Es ist schon immer wieder erstaunlich, wie wenig große Bevölkerungsgruppen offiziell wahrgenommen wurden und werden. Ein Phänomen des Klassismus: Wir machen unsere Gesellschaftsbetrachtung am Status der privilegierten Klassen fest. Wir sagen: Im Europa des 19. Jahrhunderts hat man … Und beschreiben den Alltag einer begünstigten schmalen Schicht. Damals, sagen wir womöglich, damals mussten die Frauen nicht arbeiten, so, als wären die Dienstmädchen, Köchinnen und Kindermädchen, die die (groß-)bürgerlichen Haushalte samt den Salons der Hausfrauen am Laufen hielten, keine Frauen oder überhaupt nicht existent gewesen.

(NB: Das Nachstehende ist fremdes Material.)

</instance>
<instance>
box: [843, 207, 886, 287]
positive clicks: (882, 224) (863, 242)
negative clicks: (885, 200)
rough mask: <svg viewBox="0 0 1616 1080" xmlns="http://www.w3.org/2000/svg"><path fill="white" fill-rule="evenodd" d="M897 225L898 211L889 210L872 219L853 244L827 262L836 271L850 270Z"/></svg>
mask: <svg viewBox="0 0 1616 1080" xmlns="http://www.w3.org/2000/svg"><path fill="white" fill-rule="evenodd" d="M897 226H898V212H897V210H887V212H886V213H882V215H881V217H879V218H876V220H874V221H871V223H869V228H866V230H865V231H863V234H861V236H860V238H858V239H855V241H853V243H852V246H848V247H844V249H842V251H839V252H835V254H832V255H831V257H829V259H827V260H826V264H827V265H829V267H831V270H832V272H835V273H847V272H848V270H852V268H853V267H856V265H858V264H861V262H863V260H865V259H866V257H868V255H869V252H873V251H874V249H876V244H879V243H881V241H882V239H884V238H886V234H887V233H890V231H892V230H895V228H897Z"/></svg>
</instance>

Der Mangel an Wahrnehmung erzeugt einen Mangel an Empathie. Mitgefühl gilt, wenn überhaupt, den Sichtbaren, nicht jedoch den Übersehenen. Sogar bei den Geflüchteten bedauern wir allenfalls die Degradierten, nicht aber diejenigen, die immer schon unten waren. Wer Wohlstand und Ansehen verloren hat, ist zumindest eine tragische Gestalt. Wer eh nichts zu verlieren hatte (außer sein Leben) und es hier vielleicht am Ende gar noch zu Wohlstand und Ansehen bringen will, macht sich unbeliebt.

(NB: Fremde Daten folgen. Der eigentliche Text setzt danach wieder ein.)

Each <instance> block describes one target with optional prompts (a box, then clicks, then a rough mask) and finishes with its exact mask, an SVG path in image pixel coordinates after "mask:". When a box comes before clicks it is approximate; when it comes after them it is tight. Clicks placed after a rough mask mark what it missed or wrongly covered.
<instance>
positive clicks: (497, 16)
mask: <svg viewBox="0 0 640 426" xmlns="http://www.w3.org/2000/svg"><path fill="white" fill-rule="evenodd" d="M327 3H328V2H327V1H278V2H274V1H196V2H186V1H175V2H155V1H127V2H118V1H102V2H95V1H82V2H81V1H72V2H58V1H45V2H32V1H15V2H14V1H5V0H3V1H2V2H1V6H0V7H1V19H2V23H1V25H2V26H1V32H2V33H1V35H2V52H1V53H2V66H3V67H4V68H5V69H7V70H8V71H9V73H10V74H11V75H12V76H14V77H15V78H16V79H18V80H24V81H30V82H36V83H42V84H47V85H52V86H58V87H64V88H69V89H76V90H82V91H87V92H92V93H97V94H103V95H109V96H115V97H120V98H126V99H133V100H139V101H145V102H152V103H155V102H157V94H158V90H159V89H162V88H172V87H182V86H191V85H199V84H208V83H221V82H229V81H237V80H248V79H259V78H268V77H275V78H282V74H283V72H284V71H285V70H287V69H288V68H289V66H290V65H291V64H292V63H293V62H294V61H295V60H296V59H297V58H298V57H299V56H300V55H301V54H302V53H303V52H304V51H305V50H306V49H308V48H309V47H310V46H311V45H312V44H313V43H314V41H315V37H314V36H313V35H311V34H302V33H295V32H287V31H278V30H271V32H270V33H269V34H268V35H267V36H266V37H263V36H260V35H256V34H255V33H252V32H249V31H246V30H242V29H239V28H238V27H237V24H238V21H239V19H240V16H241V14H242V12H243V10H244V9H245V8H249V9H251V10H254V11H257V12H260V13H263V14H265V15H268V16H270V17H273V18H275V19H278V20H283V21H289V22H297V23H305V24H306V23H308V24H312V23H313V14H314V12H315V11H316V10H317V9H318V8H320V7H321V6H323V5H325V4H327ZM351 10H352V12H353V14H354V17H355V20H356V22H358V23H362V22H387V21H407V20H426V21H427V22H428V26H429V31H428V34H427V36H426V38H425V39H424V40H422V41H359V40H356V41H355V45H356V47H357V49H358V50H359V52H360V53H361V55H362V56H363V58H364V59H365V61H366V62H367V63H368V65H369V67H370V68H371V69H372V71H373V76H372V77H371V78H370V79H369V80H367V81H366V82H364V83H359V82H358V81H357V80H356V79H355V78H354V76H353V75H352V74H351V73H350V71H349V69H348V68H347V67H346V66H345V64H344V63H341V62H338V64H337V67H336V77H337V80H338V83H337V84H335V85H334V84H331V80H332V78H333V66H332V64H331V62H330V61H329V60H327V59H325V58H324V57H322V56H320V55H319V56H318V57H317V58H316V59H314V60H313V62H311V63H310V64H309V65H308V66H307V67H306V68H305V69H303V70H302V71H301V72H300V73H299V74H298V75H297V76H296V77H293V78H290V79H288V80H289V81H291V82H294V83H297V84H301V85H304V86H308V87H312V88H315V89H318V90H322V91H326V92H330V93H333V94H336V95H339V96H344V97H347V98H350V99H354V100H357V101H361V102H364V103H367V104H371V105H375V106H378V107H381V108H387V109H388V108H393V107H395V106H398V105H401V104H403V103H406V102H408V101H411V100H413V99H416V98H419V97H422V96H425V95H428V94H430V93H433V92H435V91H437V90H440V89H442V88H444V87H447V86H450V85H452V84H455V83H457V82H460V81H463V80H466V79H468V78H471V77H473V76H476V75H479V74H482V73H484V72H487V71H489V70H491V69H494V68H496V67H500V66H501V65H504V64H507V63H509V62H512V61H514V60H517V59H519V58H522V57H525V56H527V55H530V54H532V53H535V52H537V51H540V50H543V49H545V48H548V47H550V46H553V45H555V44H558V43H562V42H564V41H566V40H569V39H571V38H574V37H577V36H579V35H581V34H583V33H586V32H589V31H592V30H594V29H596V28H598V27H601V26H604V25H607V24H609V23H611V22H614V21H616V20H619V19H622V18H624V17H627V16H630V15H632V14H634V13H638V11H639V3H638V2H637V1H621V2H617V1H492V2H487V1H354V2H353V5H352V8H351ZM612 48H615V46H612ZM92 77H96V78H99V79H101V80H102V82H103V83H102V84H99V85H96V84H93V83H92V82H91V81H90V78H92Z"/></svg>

Wenn eine putzen gehen muss, hinter der früher hergeputzt wurde, gilt das als unverdiente Härte. Aber ist es verdient und weniger hart, wenn eine putzt, die immer schon putzen musste?
Nach wie vor ist die Redewendung im Gebrauch, jemand käme aus einem guten Stall. Das heißt: Er oder sie hat eine privilegierte Erziehung genossen und von klein auf gelernt, Distinktionsgesten zu setzen. Verräterisch dabei ist das Herrenreitervokabular. Der gute Stall steht nicht nur für eine erstklassige Aufzucht, sondern auch für Zucht im Sinne genetischer Selektion. Klasse ist Rasse. Status wird vererbt. Die Angesehenen und Wohlhabenden bleiben unter sich.

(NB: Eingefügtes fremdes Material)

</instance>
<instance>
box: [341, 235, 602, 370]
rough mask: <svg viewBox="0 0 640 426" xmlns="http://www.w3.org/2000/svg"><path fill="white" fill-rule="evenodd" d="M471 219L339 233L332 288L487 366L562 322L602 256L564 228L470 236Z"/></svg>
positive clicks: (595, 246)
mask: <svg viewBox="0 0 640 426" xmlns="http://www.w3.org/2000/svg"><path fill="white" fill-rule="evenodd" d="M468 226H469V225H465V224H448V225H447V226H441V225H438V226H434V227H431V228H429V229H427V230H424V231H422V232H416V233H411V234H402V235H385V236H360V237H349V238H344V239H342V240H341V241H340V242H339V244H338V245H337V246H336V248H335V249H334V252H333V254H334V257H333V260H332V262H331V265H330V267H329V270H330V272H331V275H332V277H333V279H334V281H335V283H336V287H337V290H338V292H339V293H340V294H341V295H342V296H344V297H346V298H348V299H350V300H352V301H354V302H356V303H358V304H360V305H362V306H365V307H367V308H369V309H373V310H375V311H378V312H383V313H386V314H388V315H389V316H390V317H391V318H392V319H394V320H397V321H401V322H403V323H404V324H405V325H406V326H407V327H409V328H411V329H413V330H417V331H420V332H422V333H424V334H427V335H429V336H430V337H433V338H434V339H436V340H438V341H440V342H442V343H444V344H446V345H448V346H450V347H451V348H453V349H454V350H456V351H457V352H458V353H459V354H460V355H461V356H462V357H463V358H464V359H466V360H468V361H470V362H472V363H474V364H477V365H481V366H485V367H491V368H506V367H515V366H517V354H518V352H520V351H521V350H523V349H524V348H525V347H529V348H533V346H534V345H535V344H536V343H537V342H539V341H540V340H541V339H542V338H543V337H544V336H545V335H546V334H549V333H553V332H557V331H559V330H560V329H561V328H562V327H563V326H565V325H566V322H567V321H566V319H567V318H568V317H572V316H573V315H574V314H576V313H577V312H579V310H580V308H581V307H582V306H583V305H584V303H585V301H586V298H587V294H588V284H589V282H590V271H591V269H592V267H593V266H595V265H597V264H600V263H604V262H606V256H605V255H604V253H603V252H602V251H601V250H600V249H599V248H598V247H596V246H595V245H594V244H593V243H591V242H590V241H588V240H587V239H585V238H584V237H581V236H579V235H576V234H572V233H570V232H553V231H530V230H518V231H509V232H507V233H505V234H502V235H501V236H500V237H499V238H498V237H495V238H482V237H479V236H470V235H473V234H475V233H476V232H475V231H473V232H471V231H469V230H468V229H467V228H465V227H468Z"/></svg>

Aber hey, die Masse der Übersehenen wird doch eh wahrgenommen! Jetzt zum Beispiel: Kein Zuverdienst für Arbeitslose! Verschärfung der Zumutbarkeitsbestimmungen! Das wird diskutiert, und es bedeutet, dass die Übersehenen auffällig geworden sind durch mangelnde Nützlichkeit. Von ihren Leistungen wird kein Aufhebens gemacht, von eventuellen Leistungsausfällen, unverschuldet oder nicht, schon. Ganz kurz, im ersten Lockdown, da ist so was wie eine Ahnung aufgekommen, wer unser Werkl am Laufen hält. Aber seither: alles wie ehedem.
Um nicht missverstanden zu werden: Es geht hier nicht darum, Ideengeber:innen abzuwerten. Wir brauchen Menschen, die Projekte entwerfen, Ziele vorgeben und Vorhaben mit Blick aufs große Ganze vorantreiben. Es geht schon gar nicht darum, hoch qualifizierten Spezialist:innen und ihren Leistungen den Respekt zu verweigern. Sie alle sollen gewürdigt werden und werden es ja auch. Nicht gewürdigt wird jedoch die große Schar derer, die dafür sorgt, dass aus Ideen Realität wird. Das ist der Missstand, und gegen den gilt es vorzugehen.